Scalable machine learning based time series forecasting

Overview

mlforecast

Scalable machine learning based time series forecasting.

CI Lint Python PyPi conda-forge codecov License

Install

PyPI

pip install mlforecast

Optional dependencies

If you want more functionality you can instead use pip install mlforecast[extra1,extra2,...]. The current extra dependencies are:

  • aws: adds the functionality to use S3 as the storage in the CLI.
  • cli: includes the validations necessary to use the CLI.
  • distributed: installs dask to perform distributed training. Note that you'll also need to install either LightGBM or XGBoost.

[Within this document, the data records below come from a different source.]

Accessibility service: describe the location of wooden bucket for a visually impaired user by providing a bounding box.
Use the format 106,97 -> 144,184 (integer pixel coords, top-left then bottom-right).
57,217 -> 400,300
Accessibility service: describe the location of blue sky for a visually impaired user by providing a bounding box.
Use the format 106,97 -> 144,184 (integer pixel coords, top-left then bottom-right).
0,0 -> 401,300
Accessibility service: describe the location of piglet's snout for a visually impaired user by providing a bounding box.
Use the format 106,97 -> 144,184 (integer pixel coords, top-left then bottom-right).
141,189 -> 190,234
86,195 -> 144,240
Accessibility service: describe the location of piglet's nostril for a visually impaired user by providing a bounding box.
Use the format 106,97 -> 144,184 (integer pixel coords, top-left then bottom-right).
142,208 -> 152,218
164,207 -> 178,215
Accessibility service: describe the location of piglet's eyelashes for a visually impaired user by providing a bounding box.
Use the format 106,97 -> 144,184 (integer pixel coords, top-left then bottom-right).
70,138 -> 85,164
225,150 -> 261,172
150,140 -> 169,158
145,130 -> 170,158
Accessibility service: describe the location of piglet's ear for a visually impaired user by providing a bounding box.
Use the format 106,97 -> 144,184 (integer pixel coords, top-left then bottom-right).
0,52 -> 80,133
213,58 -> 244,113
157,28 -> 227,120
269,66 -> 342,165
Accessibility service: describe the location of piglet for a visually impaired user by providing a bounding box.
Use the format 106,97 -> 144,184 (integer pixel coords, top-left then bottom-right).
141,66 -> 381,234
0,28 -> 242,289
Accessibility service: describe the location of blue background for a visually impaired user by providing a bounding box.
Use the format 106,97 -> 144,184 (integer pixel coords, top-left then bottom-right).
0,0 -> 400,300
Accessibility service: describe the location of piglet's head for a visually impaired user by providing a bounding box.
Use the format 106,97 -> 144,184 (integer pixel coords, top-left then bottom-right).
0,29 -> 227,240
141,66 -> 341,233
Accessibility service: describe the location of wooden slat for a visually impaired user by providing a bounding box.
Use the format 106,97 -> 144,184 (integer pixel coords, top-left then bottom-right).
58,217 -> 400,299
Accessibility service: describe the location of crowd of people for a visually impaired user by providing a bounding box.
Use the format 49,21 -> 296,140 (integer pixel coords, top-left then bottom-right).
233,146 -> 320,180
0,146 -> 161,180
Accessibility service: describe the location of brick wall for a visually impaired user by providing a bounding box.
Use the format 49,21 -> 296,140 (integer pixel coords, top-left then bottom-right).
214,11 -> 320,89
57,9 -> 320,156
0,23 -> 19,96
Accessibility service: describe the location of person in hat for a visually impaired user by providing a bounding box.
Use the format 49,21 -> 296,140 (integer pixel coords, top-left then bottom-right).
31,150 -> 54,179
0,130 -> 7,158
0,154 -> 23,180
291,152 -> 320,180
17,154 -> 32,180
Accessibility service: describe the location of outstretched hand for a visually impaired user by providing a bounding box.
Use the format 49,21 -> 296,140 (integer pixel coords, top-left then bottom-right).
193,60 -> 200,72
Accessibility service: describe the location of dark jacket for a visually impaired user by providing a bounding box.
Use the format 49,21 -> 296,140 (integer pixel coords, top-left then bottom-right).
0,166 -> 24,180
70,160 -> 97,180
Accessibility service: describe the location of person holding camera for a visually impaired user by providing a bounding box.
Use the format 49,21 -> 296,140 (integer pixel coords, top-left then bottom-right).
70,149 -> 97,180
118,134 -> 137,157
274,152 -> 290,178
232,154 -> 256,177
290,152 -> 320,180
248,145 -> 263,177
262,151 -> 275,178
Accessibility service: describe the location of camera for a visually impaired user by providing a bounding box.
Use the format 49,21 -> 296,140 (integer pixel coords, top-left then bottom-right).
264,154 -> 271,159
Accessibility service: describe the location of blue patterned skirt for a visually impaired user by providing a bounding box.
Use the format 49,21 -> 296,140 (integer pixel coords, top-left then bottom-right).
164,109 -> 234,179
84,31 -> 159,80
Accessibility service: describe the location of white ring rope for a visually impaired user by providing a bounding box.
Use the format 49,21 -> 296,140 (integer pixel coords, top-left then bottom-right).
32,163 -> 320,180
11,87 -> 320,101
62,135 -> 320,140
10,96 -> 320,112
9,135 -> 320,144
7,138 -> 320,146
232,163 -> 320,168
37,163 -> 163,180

For example, if you want to perform distributed training through the CLI using S3 as your storage you'll need all three extras, which you can get using: pip install mlforecast[aws,cli,distributed].

conda-forge

conda install -c conda-forge mlforecast

Note that this installation comes with the required dependencies for the local interface. If you want to:

  • Use s3 as storage: conda install -c conda-forge s3path
  • Perform distributed training: conda install -c conda-forge dask and either LightGBM or XGBoost.

How to use

The following provides a very basic overview, for a more detailed description see the documentation.

Programmatic API

Store your time series in a pandas dataframe with an index named unique_id that identifies each time serie, a column ds that contains the datestamps and a column y with the values.

from mlforecast.utils import generate_daily_series

series = generate_daily_series(20)
display_df(series.head())
unique_id ds y
id_00 2000-01-01 00:00:00 0.264447
id_00 2000-01-02 00:00:00 1.28402
id_00 2000-01-03 00:00:00 2.4628
id_00 2000-01-04 00:00:00 3.03552
id_00 2000-01-05 00:00:00 4.04356

Then create a TimeSeries object with the features that you want to use. These include lags, transformations on the lags and date features. The lag transformations are defined as numba jitted functions that transform an array, if they have additional arguments you supply a tuple (transform_func, arg1, arg2, ...).

from mlforecast.core import TimeSeries
from window_ops.expanding import expanding_mean
from window_ops.rolling import rolling_mean

ts = TimeSeries(
    lags=[7, 14],
    lag_transforms={
        1: [expanding_mean],
        7: [(rolling_mean, 7), (rolling_mean, 14)]
    },
    date_features=['dayofweek', 'month']
)
ts
TimeSeries(freq=<Day>, transforms=['lag-7', 'lag-14', 'expanding_mean_lag-1', 'rolling_mean_lag-7_window_size-7', 'rolling_mean_lag-7_window_size-14'], date_features=['dayofweek', 'month'], num_threads=8)

Next define a model. If you want to use the local interface this can be any regressor that follows the scikit-learn API. For distributed training there are LGBMForecast and XGBForecast.

from sklearn.ensemble import RandomForestRegressor

model = RandomForestRegressor(random_state=0)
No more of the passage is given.